Kritiker wie die Verbraucherschutzorganisation Foodwatch bemängeln, dass es sich beim „Regionalfenster“ um eine freiwillige Zusatzerklärung handelt, und nicht um eine gesetzlich vorgeschriebene. Das Ministerium und die Gutachter halten dagegen, dass solche Vorschriften nur auf EU-Ebene machbar seien, und dass das „Regionalfenster“ als Alternativlösung funktionieren solle. Wirz meint:
„Wenn sich das ‚Regionalfenster‘ durchsetzt, entsteht dadurch ein Standard, bei dem sich die Hersteller fragen lassen müssen: Warum habt ihr das noch nicht für eure Produkte? Das erzeugt auf dem Markt mehr Druck als gesetzliche Regelungen.“
In der Praxis hat die „Zusatzdeklaration“ (die explizit kein Siegel sein soll, also keine Qualitätsangabe liefern) aber doch ein paar Tücken, und die allergrößte ist, dass auch das „Regionalfenster“ das wichtigste Problem beim Verkauf regionaler Lebensmittel nicht lösen kann: dass es nämlich keine genaue Definition dafür gibt, was „regional“ ist – und was nicht.

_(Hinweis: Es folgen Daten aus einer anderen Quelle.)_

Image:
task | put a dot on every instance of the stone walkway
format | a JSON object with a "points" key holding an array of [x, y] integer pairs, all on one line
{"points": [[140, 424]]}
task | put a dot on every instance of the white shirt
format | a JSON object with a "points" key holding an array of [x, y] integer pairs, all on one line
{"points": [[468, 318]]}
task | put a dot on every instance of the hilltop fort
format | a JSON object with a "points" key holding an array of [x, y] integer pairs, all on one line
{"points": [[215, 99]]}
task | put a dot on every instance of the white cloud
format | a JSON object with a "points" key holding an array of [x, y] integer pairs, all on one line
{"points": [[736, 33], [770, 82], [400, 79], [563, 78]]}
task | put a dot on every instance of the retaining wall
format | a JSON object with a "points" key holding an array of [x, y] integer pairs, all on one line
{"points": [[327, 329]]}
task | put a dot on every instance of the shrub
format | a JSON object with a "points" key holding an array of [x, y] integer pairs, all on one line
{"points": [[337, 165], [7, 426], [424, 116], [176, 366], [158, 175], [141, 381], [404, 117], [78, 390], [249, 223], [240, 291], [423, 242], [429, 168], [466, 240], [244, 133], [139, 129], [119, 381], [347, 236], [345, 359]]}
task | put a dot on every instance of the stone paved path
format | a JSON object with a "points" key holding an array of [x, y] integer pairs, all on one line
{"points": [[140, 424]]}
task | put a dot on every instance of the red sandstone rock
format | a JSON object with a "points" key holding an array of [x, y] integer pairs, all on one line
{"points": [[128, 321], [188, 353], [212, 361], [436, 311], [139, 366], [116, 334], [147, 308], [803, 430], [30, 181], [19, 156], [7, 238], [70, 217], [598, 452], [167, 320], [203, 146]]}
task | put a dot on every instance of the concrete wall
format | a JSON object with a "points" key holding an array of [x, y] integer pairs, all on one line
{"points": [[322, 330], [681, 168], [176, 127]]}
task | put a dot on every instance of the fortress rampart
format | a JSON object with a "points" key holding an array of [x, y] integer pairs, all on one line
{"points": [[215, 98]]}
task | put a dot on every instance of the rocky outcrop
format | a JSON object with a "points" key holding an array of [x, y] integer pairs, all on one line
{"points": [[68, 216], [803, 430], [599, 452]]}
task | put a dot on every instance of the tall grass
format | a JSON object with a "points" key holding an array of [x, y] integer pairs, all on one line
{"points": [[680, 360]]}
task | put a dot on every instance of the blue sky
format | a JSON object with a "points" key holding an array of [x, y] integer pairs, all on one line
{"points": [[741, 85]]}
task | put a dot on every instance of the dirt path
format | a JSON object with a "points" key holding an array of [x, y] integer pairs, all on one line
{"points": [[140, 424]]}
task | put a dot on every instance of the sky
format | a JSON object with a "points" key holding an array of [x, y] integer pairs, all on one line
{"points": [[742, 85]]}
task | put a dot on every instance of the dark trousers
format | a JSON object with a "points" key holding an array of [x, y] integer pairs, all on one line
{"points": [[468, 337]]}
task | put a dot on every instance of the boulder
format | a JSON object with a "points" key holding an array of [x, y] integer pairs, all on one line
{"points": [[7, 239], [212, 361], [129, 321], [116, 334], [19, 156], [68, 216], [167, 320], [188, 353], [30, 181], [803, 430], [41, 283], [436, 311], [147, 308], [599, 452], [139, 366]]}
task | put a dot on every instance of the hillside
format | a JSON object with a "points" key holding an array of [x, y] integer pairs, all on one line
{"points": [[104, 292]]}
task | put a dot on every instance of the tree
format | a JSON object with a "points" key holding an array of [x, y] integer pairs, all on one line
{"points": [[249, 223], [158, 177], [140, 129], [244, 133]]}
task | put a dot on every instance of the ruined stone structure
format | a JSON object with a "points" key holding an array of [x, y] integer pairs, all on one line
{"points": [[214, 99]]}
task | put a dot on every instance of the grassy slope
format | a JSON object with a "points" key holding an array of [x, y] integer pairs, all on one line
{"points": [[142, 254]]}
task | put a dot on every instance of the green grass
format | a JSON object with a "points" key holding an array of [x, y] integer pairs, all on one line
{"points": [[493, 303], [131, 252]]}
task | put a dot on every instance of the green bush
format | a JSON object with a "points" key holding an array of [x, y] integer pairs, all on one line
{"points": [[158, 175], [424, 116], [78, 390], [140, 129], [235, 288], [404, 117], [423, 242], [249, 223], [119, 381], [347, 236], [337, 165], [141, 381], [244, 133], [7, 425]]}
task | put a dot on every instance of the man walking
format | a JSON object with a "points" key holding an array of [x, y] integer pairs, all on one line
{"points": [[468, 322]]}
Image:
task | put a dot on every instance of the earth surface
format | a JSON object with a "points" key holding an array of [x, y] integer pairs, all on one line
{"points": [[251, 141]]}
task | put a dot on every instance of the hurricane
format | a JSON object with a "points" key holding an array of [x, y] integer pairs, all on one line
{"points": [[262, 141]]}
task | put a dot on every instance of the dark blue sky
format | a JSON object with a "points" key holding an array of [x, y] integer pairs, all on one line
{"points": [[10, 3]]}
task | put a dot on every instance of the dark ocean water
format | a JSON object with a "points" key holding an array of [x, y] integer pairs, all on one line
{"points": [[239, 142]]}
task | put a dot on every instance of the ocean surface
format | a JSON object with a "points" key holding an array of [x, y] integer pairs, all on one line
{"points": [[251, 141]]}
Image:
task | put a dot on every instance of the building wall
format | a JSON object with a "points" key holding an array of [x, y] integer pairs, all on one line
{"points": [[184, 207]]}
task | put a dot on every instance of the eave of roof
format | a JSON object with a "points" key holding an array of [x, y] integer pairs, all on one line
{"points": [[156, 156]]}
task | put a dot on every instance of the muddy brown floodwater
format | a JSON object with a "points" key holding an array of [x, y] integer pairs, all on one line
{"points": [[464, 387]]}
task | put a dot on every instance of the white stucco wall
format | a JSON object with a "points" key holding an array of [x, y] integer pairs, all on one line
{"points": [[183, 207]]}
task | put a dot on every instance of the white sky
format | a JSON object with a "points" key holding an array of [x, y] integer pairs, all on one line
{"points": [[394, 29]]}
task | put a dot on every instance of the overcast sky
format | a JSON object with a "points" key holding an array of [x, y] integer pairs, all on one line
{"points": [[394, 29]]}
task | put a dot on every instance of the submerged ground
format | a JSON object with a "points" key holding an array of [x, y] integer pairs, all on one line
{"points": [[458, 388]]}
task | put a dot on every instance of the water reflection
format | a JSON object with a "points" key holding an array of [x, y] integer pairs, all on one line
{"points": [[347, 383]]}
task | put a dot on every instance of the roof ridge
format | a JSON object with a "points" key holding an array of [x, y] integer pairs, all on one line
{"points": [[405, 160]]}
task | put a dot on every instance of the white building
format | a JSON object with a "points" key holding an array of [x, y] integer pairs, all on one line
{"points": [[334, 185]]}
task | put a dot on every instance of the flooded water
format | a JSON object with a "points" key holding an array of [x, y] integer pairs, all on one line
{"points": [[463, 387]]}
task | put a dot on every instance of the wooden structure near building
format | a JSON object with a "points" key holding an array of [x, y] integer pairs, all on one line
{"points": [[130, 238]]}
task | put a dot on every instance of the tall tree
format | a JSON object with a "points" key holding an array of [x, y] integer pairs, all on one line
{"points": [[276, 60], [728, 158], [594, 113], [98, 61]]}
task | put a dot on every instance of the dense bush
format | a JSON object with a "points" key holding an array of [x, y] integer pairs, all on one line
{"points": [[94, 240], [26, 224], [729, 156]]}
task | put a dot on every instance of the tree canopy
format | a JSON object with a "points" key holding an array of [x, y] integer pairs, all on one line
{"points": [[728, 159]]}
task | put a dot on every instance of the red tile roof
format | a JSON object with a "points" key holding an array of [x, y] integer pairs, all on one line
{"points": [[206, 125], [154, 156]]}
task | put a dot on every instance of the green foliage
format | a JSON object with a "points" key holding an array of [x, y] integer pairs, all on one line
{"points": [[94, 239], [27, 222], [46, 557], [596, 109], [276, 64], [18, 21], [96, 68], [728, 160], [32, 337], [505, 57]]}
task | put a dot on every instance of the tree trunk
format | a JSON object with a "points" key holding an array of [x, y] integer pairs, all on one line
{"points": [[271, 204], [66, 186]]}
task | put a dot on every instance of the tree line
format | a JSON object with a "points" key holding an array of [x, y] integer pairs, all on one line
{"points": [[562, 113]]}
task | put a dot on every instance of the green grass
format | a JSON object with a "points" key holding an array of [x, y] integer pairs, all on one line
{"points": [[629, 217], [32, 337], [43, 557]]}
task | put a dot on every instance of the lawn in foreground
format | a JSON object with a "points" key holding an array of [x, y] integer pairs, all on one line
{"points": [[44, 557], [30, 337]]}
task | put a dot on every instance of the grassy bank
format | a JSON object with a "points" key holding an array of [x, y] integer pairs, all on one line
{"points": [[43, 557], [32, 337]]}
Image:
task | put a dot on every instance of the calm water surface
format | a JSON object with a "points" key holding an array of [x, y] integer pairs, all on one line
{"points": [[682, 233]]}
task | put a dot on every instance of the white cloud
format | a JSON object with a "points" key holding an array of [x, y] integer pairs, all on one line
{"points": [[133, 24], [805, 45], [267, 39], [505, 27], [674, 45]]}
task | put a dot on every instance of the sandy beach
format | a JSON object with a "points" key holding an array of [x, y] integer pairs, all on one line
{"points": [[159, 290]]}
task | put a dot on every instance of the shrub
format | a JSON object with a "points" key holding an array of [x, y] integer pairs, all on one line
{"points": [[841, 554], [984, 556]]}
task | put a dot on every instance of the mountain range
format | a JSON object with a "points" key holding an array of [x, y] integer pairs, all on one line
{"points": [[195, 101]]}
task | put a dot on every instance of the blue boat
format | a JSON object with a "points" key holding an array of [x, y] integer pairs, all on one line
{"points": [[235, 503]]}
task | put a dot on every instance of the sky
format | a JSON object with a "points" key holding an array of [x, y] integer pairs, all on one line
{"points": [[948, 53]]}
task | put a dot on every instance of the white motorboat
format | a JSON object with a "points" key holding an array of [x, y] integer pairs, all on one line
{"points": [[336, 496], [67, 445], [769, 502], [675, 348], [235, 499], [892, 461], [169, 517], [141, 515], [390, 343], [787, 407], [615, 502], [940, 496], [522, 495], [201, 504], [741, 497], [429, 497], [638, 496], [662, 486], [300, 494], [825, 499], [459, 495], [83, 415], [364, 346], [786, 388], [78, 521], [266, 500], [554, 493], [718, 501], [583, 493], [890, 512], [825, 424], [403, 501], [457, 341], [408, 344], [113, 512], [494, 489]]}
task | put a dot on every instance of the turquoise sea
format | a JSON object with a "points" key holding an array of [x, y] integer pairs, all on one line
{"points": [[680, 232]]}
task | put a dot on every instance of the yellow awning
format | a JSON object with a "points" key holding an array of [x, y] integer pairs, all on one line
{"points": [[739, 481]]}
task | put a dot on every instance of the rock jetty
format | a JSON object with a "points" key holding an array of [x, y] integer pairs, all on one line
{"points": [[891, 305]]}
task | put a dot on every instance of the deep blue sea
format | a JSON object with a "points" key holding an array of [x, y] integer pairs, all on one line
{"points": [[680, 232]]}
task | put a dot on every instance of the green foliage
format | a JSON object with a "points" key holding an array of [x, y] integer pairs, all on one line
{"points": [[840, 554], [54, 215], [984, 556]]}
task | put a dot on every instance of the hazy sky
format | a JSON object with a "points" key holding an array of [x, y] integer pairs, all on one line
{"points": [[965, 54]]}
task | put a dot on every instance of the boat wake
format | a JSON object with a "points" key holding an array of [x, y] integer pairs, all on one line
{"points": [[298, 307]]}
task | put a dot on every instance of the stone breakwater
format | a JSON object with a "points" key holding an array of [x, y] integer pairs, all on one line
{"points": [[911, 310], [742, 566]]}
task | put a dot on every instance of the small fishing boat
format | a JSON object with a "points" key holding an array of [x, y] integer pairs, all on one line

Das wissen auch die Forscher, die aus der Not deshalb ein Prinzip gemacht haben. Wirz erklärt:
„Jeder Hersteller kann seine Region selbst beschreiben, er muss sie nur genau definieren – zum Beispiel mit einem Radius um einen bestimmten Produktionsstandort, angegeben in Kilometern. Oder mit der Angabe administrativer Grenzen: Landkreise, Regierungsbezirke, Bundesländer. Der Verbraucher kann entscheiden, ob ihm das jeweilige Produkt regional genug ist, oder ob der Hersteller die Grenzen zu weit gefasst hat.“
Wie genau die jeweiligen Regionen definiert sind, lässt sich im Internet bei regionalfenster.de nachsehen: ziemlich unterschiedlich nämlich. Es gibt verhältnismäßig große Regionen, zum Beispiel ganze Bundesländer. Mit dem „Oldenburger Münsterland“ sind hingegen ganz speziell die Landkreise Vechta und Cloppenburg gemeint; und die „Metropolenregion Hamburg“ braucht vier Absätze, um sich einzugrenzen. „In Befragungen sagen manche Verbraucher, dass ihre Region 150 bis 200 Kilometer weit reicht“, sagt Wirz. „Aber setzen Sie diesen Radius jetzt mal bei sich in Berlin an. Dann kommen Sie bis Rügen oder bis nach Dresden, und das würden die wenigsten Berliner als Region begreifen.“
Die freie Definition bedeutet aber auch, dass ein Hersteller aus Bayern, der seine Produkte in Berlin verkaufen will, ebenfalls das „Regionalfenster“ auf seine Waren kleben kann – sofern er denn wahrheitsgemäß angibt, dass die Waren viele hundert Kilometer entfernt hergestellt wurden. Wirz geht davon aus, dass das niemand versuchen wird. Eine Grenze haben die Gutachter deshalb nicht festgelegt.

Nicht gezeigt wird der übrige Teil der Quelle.